Head of Design (Senior Leadership Team) · 2021–2023 · 7-person design team across Product and Marketing
Built the Product Language design system, established the Quality Bar as the operational standard, and shipped the user journey map that became cross-functional alignment infrastructure across Product, Engineering, and Design.
In this project: Product Language · The Quality Bar · The User Journey Map
Product Language
Built a design system so seven designers could ship across four workstreams without style drift.
The problem
strong designers, no shared language — no tokens, no component library, and no consistent patterns. Quality depended on individual effort, not the system.
What shipped: Product Language (design system).
- Tokens for color, type, spacing, and motion
- Components + patterns built from real product screens (not abstract examples)
- Coverage for dense data, configuration flows, and collaboration surfaces
Why it worked
it shipped alongside product work, so adoption wasn't optional. Engineers and designers pulled from the same library, and consistency became the default.
The Quality Bar
Made quality repeatable — not dependent on individual stamina.
The gap
the design system covered what to ship, but not how to make decisions when things got messy.
What I built: The Quality Bar — Tools, Rituals, and Mechanisms that combine to make Quality.
- Principles to resolve tradeoffs under pressure
- Weekly critique format to keep quality visible across workstreams
- Growth framework to make expectations and leveling clear
- Work-back planning to pull design upstream before engineering committed
Why it worked
the bar showed up in PM and Engineering reviews because it was embedded in planning + critique — not kept as "design-only" guidance.

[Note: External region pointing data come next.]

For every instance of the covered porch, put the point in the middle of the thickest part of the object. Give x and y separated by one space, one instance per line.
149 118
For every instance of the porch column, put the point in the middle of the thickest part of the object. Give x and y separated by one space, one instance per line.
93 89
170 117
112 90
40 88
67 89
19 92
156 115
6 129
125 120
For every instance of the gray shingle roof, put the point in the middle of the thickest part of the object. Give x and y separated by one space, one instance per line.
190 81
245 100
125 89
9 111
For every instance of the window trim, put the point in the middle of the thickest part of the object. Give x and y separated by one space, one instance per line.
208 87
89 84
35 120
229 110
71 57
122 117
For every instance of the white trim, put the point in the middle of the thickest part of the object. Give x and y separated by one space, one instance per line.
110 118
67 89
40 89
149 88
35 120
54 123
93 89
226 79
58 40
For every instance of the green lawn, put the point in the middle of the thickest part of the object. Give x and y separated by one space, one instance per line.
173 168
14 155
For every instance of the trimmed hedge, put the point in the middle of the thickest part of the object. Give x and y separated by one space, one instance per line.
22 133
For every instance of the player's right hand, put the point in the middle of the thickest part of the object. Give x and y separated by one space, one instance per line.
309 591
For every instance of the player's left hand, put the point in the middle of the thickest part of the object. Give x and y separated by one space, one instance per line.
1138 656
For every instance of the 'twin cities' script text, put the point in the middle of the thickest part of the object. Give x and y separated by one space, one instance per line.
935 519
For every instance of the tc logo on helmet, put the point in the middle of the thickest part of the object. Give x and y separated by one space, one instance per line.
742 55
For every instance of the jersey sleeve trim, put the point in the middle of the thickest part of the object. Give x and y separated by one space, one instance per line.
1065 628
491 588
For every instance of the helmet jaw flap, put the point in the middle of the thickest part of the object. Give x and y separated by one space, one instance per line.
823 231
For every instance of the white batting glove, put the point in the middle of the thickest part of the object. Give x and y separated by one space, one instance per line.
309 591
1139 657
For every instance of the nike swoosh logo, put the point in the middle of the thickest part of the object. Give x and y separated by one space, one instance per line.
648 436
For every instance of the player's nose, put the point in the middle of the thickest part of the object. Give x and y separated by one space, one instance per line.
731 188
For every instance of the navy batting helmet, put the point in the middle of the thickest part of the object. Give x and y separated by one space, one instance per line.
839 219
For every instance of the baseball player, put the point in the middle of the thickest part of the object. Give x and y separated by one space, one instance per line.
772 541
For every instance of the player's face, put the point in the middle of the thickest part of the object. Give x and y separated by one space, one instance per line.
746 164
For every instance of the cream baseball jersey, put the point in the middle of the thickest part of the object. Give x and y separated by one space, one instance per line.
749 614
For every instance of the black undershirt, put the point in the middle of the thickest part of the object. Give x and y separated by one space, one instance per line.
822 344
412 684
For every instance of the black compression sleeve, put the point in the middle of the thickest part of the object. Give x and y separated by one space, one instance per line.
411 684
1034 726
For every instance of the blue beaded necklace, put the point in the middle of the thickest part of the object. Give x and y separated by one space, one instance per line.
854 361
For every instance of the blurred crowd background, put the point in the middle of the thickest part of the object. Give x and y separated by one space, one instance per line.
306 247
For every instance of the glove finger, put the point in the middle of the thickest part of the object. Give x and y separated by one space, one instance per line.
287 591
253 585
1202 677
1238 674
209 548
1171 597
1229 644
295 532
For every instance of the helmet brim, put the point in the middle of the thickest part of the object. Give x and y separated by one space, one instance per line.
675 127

View the Design Operations Framework →
The User Journey Map
Created a single-page map that aligned Product, Engineering, and Design around the user's core actions — not team boundaries.
The problem
roadmap conversations started with "who owns this?" instead of "where does this fit in the sales rep's workflow?" Product streams and team boundaries had collapsed into the same conversation, and the user had vanished from it.
What shipped: a one-page user journey map of the deal cycle. Six lifecycle stages, the AE's actions at each, and the moments that actually advance a deal — kept to a single page so it stayed scannable in standup and critique.
The deal cycle, the rep's view
"where in the workflow does this product stream actually live?"
Why we anchored on the AE. The AE touches every stage and inherits work from every other role. Building the system on the AE first meant every other persona's view — CSM, BDR, Sales Manager — could be derived from this one, instead of forcing six parallel frames into the same roadmap conversation from day one.
Where the AE actually spends their day
many small actions; a handful of moments that decide the deal
Why it worked
It became a shared reference for roadmap, scope, demo flow, and critique — a neutral object that no single team "owned."
What I'd do differently
- Opened critique to PM and Engineering from week one. The cross-functional value was obvious in hindsight. Gating critique to the design team for the first several months left leverage on the table for no reason but inherited habit.
- Built the user journey map in the first 60 days. Every roadmap conversation would have been cheaper from day one. I delivered it mid-tenure — too late for the alignment work it ended up doing.
- Tied the Quality Bar to product KPIs explicitly from the start. Adoption came, but slowly. Connecting bar-raising to activation and adoption metrics would have accelerated cross-functional buy-in by months.